On July 13, 2018, counsel for Mid Penn and First Priority received notification that a complaint was filed in the Court of Common Pleas of Chester County, Pennsylvania, against members of the board of directors of First Priority, First Priority and Mid Penn. The lawsuit, which is captioned Parshall v. Sparks, et al., Case No. 2018-07025-MJ, alleges claims brought directly by one First Priority shareholder, Paul Parshall, but purports to state class claims on behalf of all First Priority shareholders. The lawsuit is based on allegations that the First Priority directors breached their fiduciary duty through material misstatements and/or omissions in the proxy statement/prospectus distributed to shareholders of First Priority and Mid Penn in connection with the pending merger of First Priority with and into Mid Penn. The lawsuit further alleges that the merger consideration is inadequate. Mid Penn is alleged to have aided and abetted the First Priority directors’ alleged breaches of their fiduciary duties. The lawsuit seeks, among other remedies, to enjoin the merger or, in the event the merger is completed, rescission of the merger or rescissory damages; unspecified damages; and costs of the lawsuit, including attorneys’ and experts’ fees. Mid Penn believes that the lawsuit is without merit as there are substantial legal and factual defenses to the claims asserted and intends to vigorously defend the lawsuit. It is not possible at this time to estimate reasonably possible losses, or even a range of reasonably possible losses, in connection with the litigation.
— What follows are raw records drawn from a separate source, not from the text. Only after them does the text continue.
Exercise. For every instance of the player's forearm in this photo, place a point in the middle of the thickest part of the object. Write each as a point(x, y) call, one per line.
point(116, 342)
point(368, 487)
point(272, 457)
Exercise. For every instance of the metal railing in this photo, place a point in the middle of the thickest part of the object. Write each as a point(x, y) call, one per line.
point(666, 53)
ITEM 2 – MANAGEMENT’S DISCUSSION AND ANALYSIS OF FINANCIAL CONDITION AND RESULTS OF OPERATIONS
The following is Management’s Discussion of Consolidated Financial Condition as of June 30, 2018, compared to year-end 2017, and the Results of Operations for the three and six months ended June 30, 2018, compared to the same period in 2017. For comparative purposes, the June 30, 2018 and December 31, 2017 balances have been reclassified, when, and if necessary, to conform to the 2018 presentation. Such reclassifications had no impact on net income. This discussion should be read in conjunction with the financial tables, statistics, and the audited financial statements and notes thereto included in the Company’s Annual Report on Form 10-K for the year ended December 31, 2017 (the “2017 Annual Report”). The results of operations for interim periods are not necessarily indicative of operating results expected for the full year.
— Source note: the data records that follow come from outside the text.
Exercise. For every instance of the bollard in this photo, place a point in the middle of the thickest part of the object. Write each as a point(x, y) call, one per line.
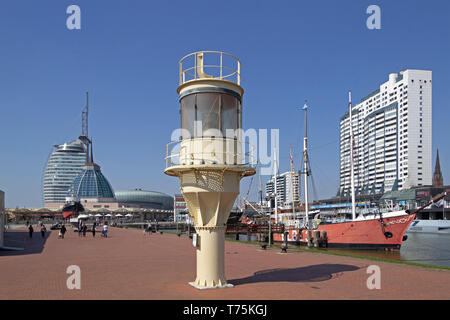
point(284, 246)
point(324, 238)
point(309, 238)
point(316, 240)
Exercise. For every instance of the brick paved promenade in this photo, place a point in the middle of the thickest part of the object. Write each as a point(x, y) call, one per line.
point(129, 265)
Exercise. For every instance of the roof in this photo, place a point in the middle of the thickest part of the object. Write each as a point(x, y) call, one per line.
point(401, 195)
point(91, 183)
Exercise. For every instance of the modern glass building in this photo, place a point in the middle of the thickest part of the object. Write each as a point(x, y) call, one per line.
point(144, 199)
point(64, 163)
point(91, 184)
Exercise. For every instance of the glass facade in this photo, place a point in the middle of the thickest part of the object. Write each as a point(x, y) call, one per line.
point(63, 165)
point(145, 199)
point(214, 112)
point(90, 183)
Caution About Forward-Looking Statements
Forward-looking statements involve risks, uncertainties and assumptions. Although Mid Penn generally does not make forward-looking statements unless Mid Penn’s management believes its management has a reasonable basis for doing so, Mid Penn cannot guarantee the accuracy of any forward-looking statements. Actual results may differ materially from those expressed in any forward-looking statements due to a number of uncertainties and risks, including the risks described in this Quarterly Report on Form 10-Q, the 2017 Annual Report, and other unforeseen risks. You should not put undue reliance on any forward-looking statements. These statements speak only as of the date of this Quarterly Report on Form 10-Q, even if subsequently made available by us on Mid Penn’s website or otherwise, and Mid Penn undertakes no obligation to update or revise these statements to reflect events or circumstances occurring after the date of this Quarterly Report on Form 10-Q.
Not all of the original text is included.